This release contains bugfixes, new features, major public-facing API
changes, *and* inter-component API changes.
Live-upgrading is possible but must be done carefully. Read the "Upgrade
path from v0.6.0" section at the end for more info.
Breaking API changes:
- Upgraded to Kubernetes 1.24 (#132)
- VMs may have fractional CPU values (#172)
Features:
- Improve scaling bounds validation (#190)
- Make api.ScalingBounds (for scaling annotations) public (#181)
- informant: Respect max file cache size (#182)
- agent: Add runner panics metrics (#180)
- agent: Rework (improve!) scaling algorithm (#195)
- In general, scaling should be much smoother now. There's still some
work to do in this area (particularly around downscaling), but
overall, a step that should be fairly impactful.
- agent->informant health checks (#203)
- Support for fractional CPU (#172)
- !!!
- NeonVM: Add current usage annotation to runner pod (#231)
- NeonVM: Allow disabling service links (#235)
Fixes:
- VirtualMachineSpec.PodResources now sets the pod's resources (#138)
- autoscaler-agents no longer produce logs about VM updates that aren't
on their node (#186)
- Fix NeonVM CRD still including VirtualMachineSpec.ServiceAccountName (#188)
- plugin: Fix Unreserve verdict format string in logs (#206)
- agent: Stop informant server when context canceled (#214)
- This was the cause of a pretty notable goroutine leak that should
now be fixed. See #196
- agent: Fix log for /unregister response (#224)
- agent: Fix inverted 'ErrServerClosed' check (#225)
- This may have been causing spurious error logs and silencing actual
errors.
- Add node affinity to NeonVM's kube-multus-ds DaemonSet (#236)
- agent: Fix deadlock on invalid plugin response (#237)
Protocol changes:
- agent->informant health checks are now supported, but not required (#203)
- NeonVM CRD now supports fractional CPU - all of min/use/max. (#172)
- NeonVM controller -> runner makes requests to /cpu_current and
/cpu_change endpoints to get/set fractional CPU via the runner's
cgroup manipulations. (#172)
- agent->plugin resource requests can now request fractional CPU (#172)
- plugin->agent permits can now return fractional CPU (#172)
- note: plugin does not return fractional CPU unless the agent
supports it. This makes it possible to do upgrades without
significant downtime. (#238)
Other changes:
- Upgraded to Go 1.20 (#130)
- agent/metrics: Make request error labels self-consistent (#193)
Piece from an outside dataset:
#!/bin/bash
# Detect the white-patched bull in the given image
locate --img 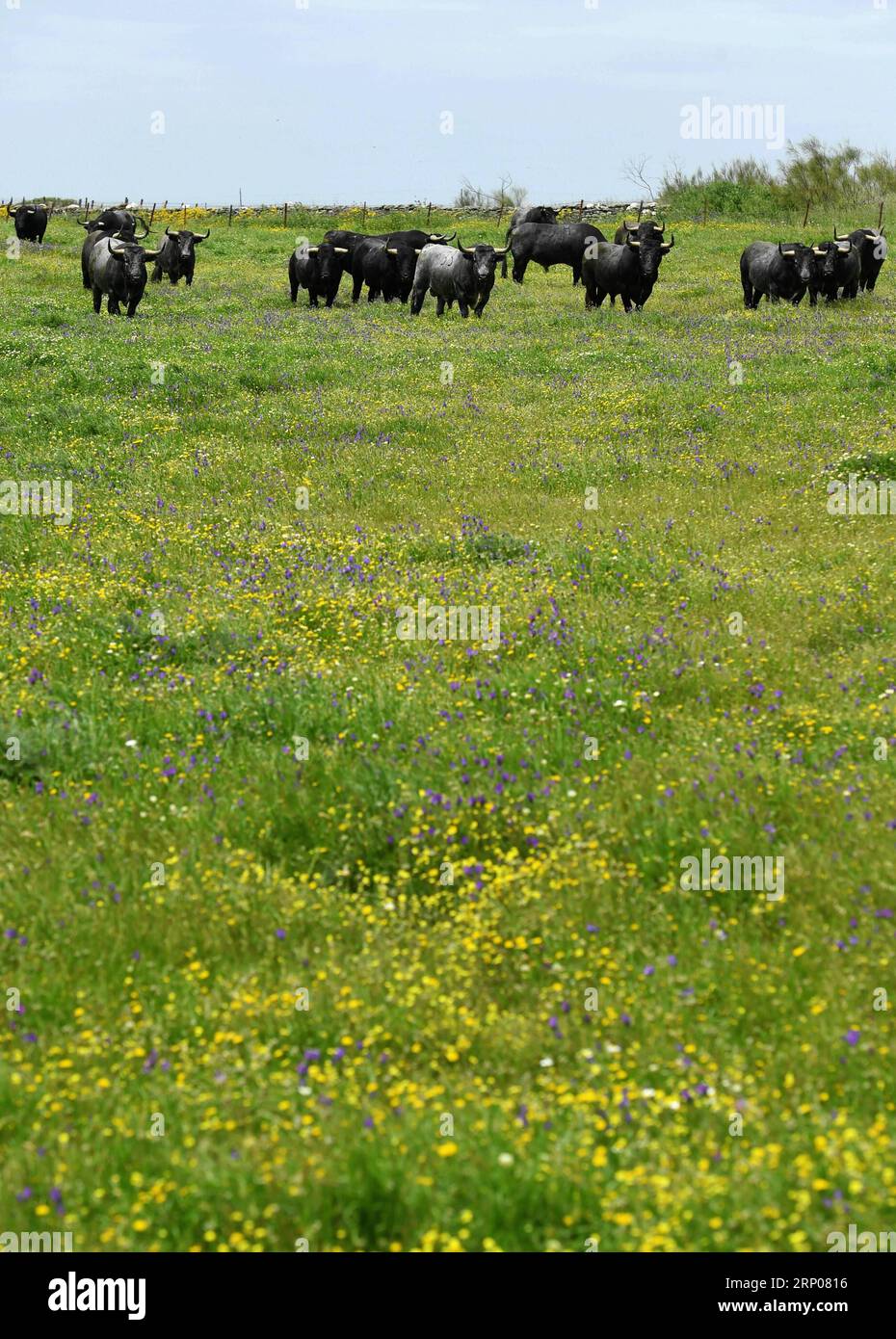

- Mark scheduler with `priorityClassName: system-cluster-critical` (#227)
Upgrade path from v0.6.0:
note: each step produces a "valid" state - the system will operate
successfully. It is not recommended to stay in a partial upgrade for
long, because they have not been tested as much.
1. Upgrade NeonVM controllers v0.6.0 -> v0.7.0
2. Upgrade autoscale-scheduler v0.6.0 -> v0.7.0
- note: it is ok to change to a compute unit with fractional CPU at
this step! Old autoscaler-agents will be given a multiplied CU so it
has an integer number of CPUs.
3. Upgrade autoscaler-agent v0.6.0 -> v0.7.0
note: Upgrading the vm-informant can be done at any point. Its
protocol changes are opt-in.